Quatro de suas obras permanecem existindo, décadas depois de construídas: as escadarias da Xavier de Mendonça, na Aparecida; a escadaria do covão da Tapajós, ladeando o muro do Colégio Benjamin Constant; o calçamento da subida da Floriano Peixoto, no cruzamento com a Rua José Paranaguá, que todos os anos era arrancado pela correnteza das águas dos grandes temporais. Até hoje ele ali está, por baixo da camada de asfalto; e a recomposição anual da praça de São Sebastião, com as pedras brancas e negras, importadas.

 

Por dentro

Lisboa é uma cidade para se caminhar olhando para baixo para apreciar a beleza das calçadas. Mas esta tradição que o Brasil copiou está ameaçada com o desaparecimento dos calceteiros portugueses. A cidade de Lisboa chegou a ter um exército de quase 200 profissionais especializados em construir e recuperar os pisos.

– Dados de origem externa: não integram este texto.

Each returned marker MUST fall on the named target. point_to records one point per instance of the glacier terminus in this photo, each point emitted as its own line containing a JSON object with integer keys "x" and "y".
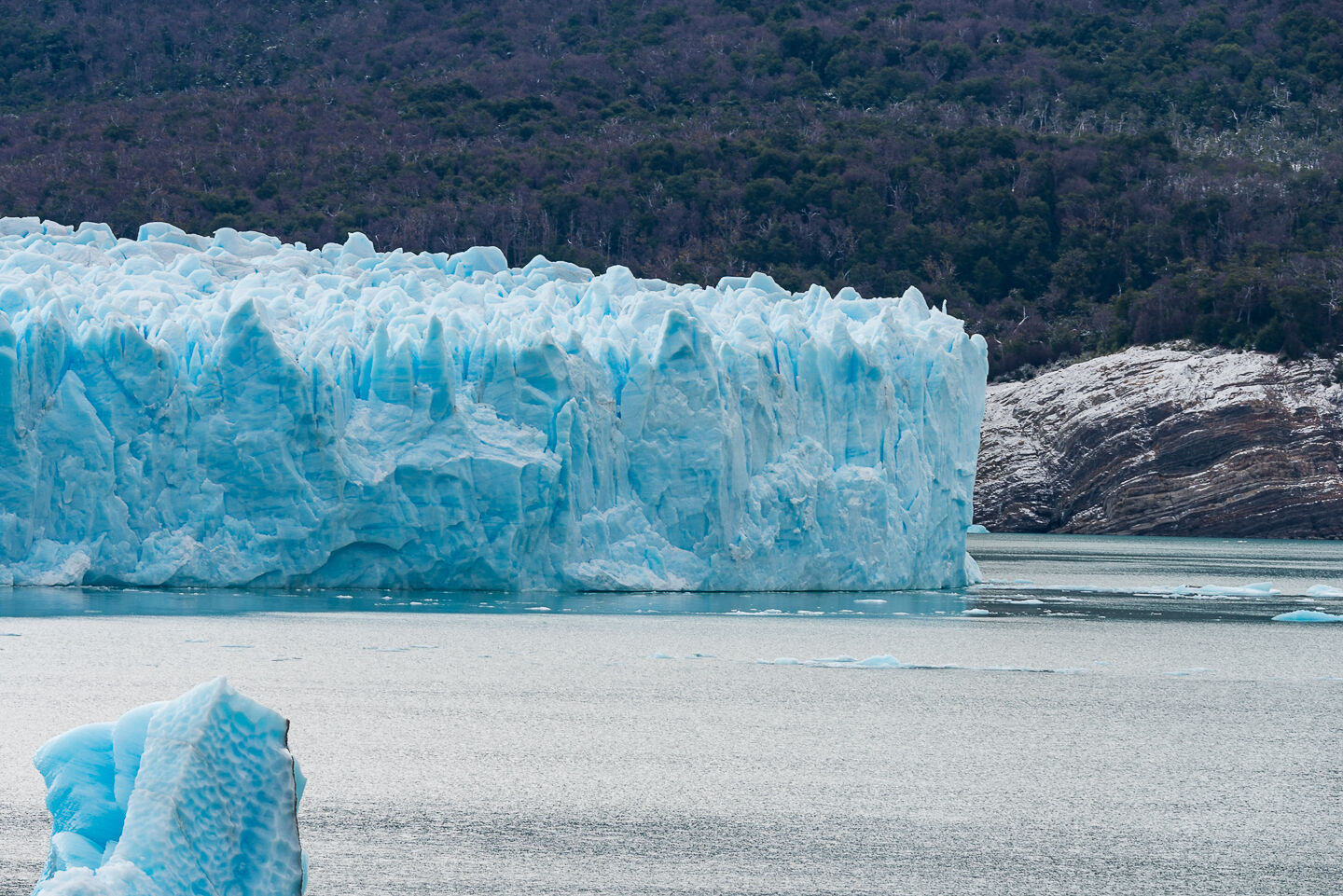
{"x": 229, "y": 410}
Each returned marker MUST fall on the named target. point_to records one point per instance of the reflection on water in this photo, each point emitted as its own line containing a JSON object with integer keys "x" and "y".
{"x": 606, "y": 744}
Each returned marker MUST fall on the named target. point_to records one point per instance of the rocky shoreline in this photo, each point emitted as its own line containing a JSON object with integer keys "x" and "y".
{"x": 1166, "y": 441}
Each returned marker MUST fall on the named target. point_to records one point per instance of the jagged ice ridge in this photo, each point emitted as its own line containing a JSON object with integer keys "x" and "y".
{"x": 183, "y": 410}
{"x": 195, "y": 795}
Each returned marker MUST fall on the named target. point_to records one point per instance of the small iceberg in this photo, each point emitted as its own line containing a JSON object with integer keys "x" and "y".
{"x": 195, "y": 795}
{"x": 1307, "y": 615}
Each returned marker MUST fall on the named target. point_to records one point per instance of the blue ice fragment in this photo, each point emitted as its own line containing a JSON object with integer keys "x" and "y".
{"x": 195, "y": 795}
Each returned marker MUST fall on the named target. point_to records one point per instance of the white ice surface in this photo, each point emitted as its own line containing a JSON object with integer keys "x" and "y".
{"x": 234, "y": 411}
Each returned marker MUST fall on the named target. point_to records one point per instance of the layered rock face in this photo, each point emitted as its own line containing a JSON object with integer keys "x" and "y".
{"x": 1162, "y": 441}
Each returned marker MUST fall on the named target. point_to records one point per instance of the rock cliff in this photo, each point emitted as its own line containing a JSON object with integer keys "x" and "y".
{"x": 1165, "y": 441}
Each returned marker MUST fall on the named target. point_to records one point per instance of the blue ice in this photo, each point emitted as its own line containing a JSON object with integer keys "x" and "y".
{"x": 195, "y": 795}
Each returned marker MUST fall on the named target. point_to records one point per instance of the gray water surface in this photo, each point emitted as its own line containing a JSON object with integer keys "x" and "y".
{"x": 1096, "y": 742}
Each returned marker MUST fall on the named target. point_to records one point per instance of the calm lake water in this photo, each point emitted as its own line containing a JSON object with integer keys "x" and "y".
{"x": 1113, "y": 725}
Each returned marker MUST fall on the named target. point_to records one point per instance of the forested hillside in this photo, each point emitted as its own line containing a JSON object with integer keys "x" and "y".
{"x": 1068, "y": 176}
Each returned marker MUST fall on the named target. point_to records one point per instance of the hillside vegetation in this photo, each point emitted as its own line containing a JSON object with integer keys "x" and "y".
{"x": 1068, "y": 176}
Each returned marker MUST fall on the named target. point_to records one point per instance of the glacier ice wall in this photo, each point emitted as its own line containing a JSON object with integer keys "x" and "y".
{"x": 234, "y": 411}
{"x": 195, "y": 795}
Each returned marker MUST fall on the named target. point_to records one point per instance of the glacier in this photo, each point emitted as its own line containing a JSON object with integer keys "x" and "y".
{"x": 229, "y": 410}
{"x": 195, "y": 795}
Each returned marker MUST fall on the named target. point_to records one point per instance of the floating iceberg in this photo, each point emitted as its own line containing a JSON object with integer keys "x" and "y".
{"x": 183, "y": 410}
{"x": 196, "y": 795}
{"x": 1307, "y": 615}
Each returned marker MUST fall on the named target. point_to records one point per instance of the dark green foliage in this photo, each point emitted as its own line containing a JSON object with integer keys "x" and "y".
{"x": 1069, "y": 182}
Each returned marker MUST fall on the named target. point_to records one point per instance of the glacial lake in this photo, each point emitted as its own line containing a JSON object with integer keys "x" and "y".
{"x": 1123, "y": 718}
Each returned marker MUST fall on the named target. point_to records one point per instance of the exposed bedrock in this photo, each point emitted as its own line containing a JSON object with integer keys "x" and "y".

No ano passado, na Prefeitura de Lisboa, restavam apenas 18 calceteiros.

Lisboa criou até uma escola para formar calceteiros. Mas nos últimos anos não tem atraído muitos interessados. É que com a crise econômica europeia, as prefeituras de várias cidades deixaram de contratar novos calceteiros e os salários foram reduzidos: estão em R$ 2 mil, o que é baixo para a Europa.